Chaque synset de WordNet 3.0 a un « identifiant WordNet » (wnid), qui est une concaténation de la partie du discours et d'un « offset » (un numéro d'identification unique). Chaque wnid commence par « n » car ImageNet n'inclut que des noms. Par exemple, le wnid du synset « chien, chien domestique, Canis familiaris » est « n02084071 ». Les catégories se répartissent en 9 niveaux, du niveau 1 (comme « mammifère ») au niveau 9 (comme « berger allemand »).
Format des images
Les images ont été extraites de moteurs de recherche d'images en ligne (Google, Picsearch, MSN, Yahoo, Flickr, etc.) en utilisant des synonymes dans plusieurs langues. Par exemple, pour le berger allemand : chien de police allemand, alsacien, ovejero alemán, pastore tedesco, 德国牧羊犬. ImageNet se compose d'images au format RVB avec des résolutions variables. Par exemple, dans la catégorie « poisson » d'ImageNet 2012, la résolution varie de 4288 x 2848 à 75 x 56. En apprentissage automatique, celles-ci sont généralement prétraitées en une résolution constante standard et blanchies avant un traitement ultérieur par des réseaux de neurones.

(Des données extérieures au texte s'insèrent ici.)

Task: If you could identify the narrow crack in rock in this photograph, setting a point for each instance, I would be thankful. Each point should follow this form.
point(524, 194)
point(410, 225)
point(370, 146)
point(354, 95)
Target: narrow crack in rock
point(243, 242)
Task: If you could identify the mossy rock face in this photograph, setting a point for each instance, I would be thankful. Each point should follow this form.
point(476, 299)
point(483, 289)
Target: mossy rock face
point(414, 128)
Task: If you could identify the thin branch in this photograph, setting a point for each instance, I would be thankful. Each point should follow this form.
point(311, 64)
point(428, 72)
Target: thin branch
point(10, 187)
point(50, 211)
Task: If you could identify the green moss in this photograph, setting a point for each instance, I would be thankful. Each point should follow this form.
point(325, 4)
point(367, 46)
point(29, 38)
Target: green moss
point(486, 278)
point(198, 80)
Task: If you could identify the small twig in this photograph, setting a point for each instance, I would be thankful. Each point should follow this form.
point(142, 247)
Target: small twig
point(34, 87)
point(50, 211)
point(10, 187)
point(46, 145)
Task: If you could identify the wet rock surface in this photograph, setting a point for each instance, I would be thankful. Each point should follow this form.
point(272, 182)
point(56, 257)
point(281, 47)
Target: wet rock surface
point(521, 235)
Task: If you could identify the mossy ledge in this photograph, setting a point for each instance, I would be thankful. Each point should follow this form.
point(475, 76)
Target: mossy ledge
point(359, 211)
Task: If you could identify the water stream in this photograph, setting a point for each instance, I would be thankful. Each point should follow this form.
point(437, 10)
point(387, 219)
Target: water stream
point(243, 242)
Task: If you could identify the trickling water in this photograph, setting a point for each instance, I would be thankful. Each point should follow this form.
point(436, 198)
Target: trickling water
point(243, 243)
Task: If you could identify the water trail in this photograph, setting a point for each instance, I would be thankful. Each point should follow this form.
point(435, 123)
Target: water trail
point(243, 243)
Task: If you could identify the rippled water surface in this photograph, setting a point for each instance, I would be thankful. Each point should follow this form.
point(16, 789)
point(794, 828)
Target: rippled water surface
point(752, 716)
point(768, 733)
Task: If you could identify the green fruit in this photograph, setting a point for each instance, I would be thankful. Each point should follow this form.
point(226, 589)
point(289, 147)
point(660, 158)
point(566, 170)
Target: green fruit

Par exemple, dans PyTorch, les images ImageNet sont par défaut normalisées en divisant les valeurs des pixels pour qu'elles se situent entre 0 et 1, puis en soustrayant [0,485, 0,456, 0,406] et en divisant par [0,229, 0,224, 0,225]. Ce sont les moyennes et écarts types pour ImageNet, ce qui blanchit les données d'entrée.
Étiquettes et annotations
Chaque image est étiquetée avec exactement un wnid. Les caractéristiques SIFT denses (descripteurs SIFT bruts, mots de code quantifiés et coordonnées de chaque descripteur/mot de code) pour ImageNet-1K étaient disponibles en téléchargement, conçues pour le sac de mots visuels. Les boîtes englobantes des objets étaient disponibles pour environ 3 000 synsets populaires avec une moyenne de 150 images dans chaque synset. De plus, certaines images ont des annotations d'attributs, bien que les détails soient limités.
Héritage et impact
ImageNet est devenu une référence pour la recherche en apprentissage automatique et en vision par ordinateur, stimulant les progrès en intelligence artificielle. Son défi annuel a stimulé des innovations dans les réseaux de neurones convolutifs et d'autres architectures, influençant le domaine plus large de l'apprentissage profond. L'échelle et la structure de la base de données ont également informé les projets de données à grande échelle ultérieurs et le développement de techniques d'augmentation de données.